Our Investment in EmSense

We are happy to announce that we’ve added another exciting company to our portfolio. EmSense, based in San Francisco, has created the first scalable physiological and brainwave measurement technology platform, which provides accurate and objective moment-by-moment analysis of how a large audience responds emotionally and cognitively to media messaging.

EmSense marks Foundry Group’s third investment in our Human-Computer Interaction (HCI) theme (joining Smith & Tinker and Oblong), as well as our second investment in a company whose technical founders, including CTO Hans Lee, hail from the MIT Media Lab, a place chock-full of big-brained wizards who can do magical things with technology. In our previous blog posts about HCI we’ve alluded to the idea that computers might one day react to our thoughts. In fact, that has been possible in the lab for years, and the technology that enables this is now leaving the labs and is being deployed in the real world.

EmSense’s technology is based on rigorous EEG neuroscience applied to thousands of participants and uses an elegant headset that enables non-invasive tracking of brainwaves and other biometric information including temperature, motion, eye movement, pulse and breathing data. The portability and scalability of the EmSense headsets facilitates multiple-response testing of an audience’s reaction to a media experience anywhere in the world.

Now that you’ve made it to the fourth paragraph of this post, you might still be asking, OK, but what does EmSense actually do? In the wide world of media, which for EmSense includes everything from advertising to video games to politics, marketers, brand managers and political candidates all want hard data on how an audience will respond to their product, be it a TV commercial or a first-person shooter.

The focus group, user-testing and surveys have traditionally been the means to gather these data, but such methods typically rely on the audience explicitly answering questions about their reaction to the media they’ve just experienced. Certainly, much of this information is useful and actionable, but, it isn’t always reliable, for all the reasons that humans aren’t always reliable witnesses, nor does it track these reactions in a way that can be directly correlated to a distinct moment during a media experience. EmSense’s technology, which correlates brainwave data and other biometric data, enables a reliable and (most importantly) a quantitative way to measure an audience’s cognitive and emotional engagement throughout an experience. We’re big believers in the market potential of technologies that make the formerly unmeasureable measurable, and therefore bring the power of analytics to decision-making processes that previously relied more on gut than brains, more on art than science.

One of things that attracted us to EmSense was the fact that they already have customers across the media spectrum, including advertising, consumer products, politics and gaming. In fact, Coca-Cola engaged EmSense to help them decide which two TV ads they should run in the Super Bowl. Not only did EmSense help them winnow down the list of candidate ads, the data from the finalist ads was used to make final edit decisions in the spots that ultimately aired.
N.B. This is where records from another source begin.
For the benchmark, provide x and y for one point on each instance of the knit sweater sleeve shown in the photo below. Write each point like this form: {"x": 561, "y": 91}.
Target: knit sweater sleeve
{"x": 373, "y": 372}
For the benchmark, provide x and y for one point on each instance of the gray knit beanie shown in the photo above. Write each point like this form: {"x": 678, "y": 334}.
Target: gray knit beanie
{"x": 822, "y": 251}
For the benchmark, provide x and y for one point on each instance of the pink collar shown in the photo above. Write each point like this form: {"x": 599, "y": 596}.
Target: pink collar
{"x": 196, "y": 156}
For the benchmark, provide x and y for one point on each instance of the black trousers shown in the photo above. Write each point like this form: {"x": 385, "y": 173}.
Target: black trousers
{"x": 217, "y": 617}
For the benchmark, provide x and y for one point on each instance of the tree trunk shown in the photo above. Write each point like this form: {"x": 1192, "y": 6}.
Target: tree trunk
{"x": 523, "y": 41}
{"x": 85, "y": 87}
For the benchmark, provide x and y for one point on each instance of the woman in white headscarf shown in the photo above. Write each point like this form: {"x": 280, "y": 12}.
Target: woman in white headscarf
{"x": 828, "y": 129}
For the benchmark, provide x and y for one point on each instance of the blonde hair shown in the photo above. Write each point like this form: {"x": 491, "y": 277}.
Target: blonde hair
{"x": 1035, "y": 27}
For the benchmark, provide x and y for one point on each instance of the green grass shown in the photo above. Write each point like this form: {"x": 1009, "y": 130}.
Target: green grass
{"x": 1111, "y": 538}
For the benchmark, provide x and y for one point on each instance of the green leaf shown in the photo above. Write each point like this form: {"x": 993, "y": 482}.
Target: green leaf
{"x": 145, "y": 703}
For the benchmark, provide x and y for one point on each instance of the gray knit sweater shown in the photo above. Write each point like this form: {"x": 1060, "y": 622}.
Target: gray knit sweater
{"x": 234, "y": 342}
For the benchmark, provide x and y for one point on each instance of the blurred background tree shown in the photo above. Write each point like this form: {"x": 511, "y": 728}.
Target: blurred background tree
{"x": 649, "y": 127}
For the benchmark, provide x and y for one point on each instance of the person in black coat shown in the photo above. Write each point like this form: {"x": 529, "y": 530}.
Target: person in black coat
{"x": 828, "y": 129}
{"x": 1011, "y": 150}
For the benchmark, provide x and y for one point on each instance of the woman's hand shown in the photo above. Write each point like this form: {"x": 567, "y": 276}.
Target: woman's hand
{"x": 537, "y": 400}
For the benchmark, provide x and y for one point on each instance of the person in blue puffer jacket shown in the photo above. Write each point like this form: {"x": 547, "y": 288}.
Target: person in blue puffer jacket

In addition to EmSense’s technology credentials stemming from their MIT Media Lab DNA and their enviable early customer list, the company’s executive team really stands out – CEO Keith Winter’s background includes executive level roles at Exponential, Electronic Arts and Disney Interactive, Chief Analytics Officer Elissa Moses formerly ran Global Consumer Strategy at Philips, Chief Science Officer Michael Lee spent a decade at HP Labs, and board member and angel investor Tim Koogle is well known for his role as Yahoo’s first CEO.

We are excited to join the EmSense team at this stage in their development as a company. With their initial customer success well demonstrated in multiple markets, they are poised to further accelerate their growth, and we are delighted to be backing them and assisting them in the next phase of their journey.

3 Comments
  • Kathrine Graham

    What is the cost of the sensor? I cannot find any product specific information on their website.

    • http://www.ryanmcintyre.com Ryan

      Katherine, please contact the company for product information. They do not sell the sensor standalone, rather it is used as the data acquisition part of a service offering to customers, who receive detailed reports with moment-by-moment analysis of viewer/participant engagement in the media being tested.

  • Makanikai

    Awesome. Know all of the team as good guys(/girls) and am glad you got partnered up. Excited to see them continue taking off. This stuff is the future.